With the inauguration of Joe Biden as president the tumultuous Trump years have come to an end.
As a book reviewer I can testify to the truly awesome amount of ink that has been spilled trying to describe, explain, and understand the last four years. And over the course of the next year I’m sure much more will be added to the pile, including post mortems on the 2020 election, the COVID-19 debacle, and the final, fiery attack on the Capitol by an angry mob. I look forward to what will be said.
What kind of a snap judgment can be made now, however? Many are debating whether Trump will be considered the worst president in U.S. history. The prior point, arrived at more easily, is that he was the worst person to ever be president (including the slaveholders, per David Frum). To this I would agree. There has simply never been someone so mendacious and corrupt, or as lazy, ignorant, and vicious to hold the office. Defenders may point to such generic accomplishments as tax “reform” and flooding the judiciary with “conservative” judges — developments bound to happen under any Republican administration, and with which Trump seems to have been uninvolved.
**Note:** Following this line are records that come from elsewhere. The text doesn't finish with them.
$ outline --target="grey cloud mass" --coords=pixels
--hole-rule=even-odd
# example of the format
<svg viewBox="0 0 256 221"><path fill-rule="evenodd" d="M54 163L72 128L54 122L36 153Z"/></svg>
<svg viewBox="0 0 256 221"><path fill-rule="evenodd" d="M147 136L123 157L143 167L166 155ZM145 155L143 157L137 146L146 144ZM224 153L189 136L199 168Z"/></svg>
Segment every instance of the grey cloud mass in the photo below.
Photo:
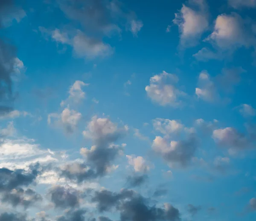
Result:
<svg viewBox="0 0 256 221"><path fill-rule="evenodd" d="M121 189L119 193L104 190L96 192L93 201L96 202L99 212L112 209L120 212L121 221L178 221L180 212L169 204L163 208L151 206L148 199L132 190Z"/></svg>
Trump’s own interests in being president were restricted to obsessively following his own media coverage, grift, and using the shield of the office to keep himself out of jail.
In a way, America was lucky he was such an incompetent buffoon. Someone with all of Trump’s bad qualities, matched with intelligence and charm, might have signaled the end of the American experiment in government. One hopes, without much confidence, that something will have been learned, just as lessons will be taken from the COVID disaster, which we were lucky was not even more deadly. How many such bullets can be dodged?
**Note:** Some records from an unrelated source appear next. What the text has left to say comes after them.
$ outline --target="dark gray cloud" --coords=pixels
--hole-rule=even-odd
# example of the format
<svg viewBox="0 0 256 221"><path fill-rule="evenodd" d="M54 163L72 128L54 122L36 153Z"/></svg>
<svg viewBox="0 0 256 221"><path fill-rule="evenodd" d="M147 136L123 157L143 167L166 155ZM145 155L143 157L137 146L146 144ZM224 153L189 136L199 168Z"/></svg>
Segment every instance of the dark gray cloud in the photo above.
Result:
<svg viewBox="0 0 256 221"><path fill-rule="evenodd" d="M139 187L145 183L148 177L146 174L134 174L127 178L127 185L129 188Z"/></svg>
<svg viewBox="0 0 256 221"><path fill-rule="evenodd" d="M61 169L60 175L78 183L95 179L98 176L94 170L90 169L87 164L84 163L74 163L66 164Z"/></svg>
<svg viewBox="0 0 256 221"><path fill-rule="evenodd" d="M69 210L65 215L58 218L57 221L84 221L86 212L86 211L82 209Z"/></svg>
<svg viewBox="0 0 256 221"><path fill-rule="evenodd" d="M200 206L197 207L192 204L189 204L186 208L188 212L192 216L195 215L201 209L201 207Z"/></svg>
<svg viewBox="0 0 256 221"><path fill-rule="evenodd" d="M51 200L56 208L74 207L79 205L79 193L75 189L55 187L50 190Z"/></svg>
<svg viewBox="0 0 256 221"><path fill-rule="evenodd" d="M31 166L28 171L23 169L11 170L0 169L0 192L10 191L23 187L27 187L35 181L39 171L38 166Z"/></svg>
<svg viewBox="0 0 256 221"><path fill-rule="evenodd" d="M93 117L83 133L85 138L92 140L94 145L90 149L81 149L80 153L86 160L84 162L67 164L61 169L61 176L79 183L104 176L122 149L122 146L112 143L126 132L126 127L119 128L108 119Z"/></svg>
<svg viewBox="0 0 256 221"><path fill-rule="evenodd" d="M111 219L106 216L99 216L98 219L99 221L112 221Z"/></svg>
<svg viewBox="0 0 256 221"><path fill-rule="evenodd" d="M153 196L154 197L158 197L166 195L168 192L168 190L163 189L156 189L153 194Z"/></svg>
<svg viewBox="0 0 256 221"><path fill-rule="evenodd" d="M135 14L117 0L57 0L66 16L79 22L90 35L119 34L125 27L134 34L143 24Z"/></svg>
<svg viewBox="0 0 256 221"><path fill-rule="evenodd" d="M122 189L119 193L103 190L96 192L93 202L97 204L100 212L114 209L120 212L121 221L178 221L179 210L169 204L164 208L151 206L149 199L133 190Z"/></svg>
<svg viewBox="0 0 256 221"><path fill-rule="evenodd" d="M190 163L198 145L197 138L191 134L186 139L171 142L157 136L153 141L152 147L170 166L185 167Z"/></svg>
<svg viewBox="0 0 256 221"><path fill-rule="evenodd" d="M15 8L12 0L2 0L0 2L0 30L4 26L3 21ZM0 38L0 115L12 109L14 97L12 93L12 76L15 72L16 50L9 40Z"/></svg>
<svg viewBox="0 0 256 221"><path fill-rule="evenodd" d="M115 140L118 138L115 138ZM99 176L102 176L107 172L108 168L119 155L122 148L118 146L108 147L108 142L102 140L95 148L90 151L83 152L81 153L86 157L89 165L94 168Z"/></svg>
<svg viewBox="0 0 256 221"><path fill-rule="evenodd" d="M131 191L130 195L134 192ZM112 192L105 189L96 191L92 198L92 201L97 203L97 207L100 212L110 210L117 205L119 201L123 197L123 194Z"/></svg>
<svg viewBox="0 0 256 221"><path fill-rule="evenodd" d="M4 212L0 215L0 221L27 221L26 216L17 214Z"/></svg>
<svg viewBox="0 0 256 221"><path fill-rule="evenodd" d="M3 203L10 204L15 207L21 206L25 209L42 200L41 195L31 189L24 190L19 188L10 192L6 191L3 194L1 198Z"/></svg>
One discouraging conclusion to draw from the Trump years is that institutions will not preserve any part of the existing order. The center did not hold for four years in the U.S., with the Republican party caving completely to Trump and his manifold outrages during that time. Peace, order, and good government (those Canadian virtues) are hanging on everywhere by a slender thread.
Will Trump be back? I doubt it, given his age, health, and the miserable note his presidency ended on. But stranger things have happened. Of greater concern is the fact that Trump was just a symptom, or at most a catalyzing agent, of a deeper rot. And the conditions that gave rise to him are not going away. In fact, they are almost certainly going to get worse. The anger and hate that Trump both stoked and embodied is the product of various trends — political polarization, growing inequality, social media — that I can’t see getting better anytime soon. Trump may be on his way, but someone else is bound to come along who will harness that anger. This is not the end, but the beginning.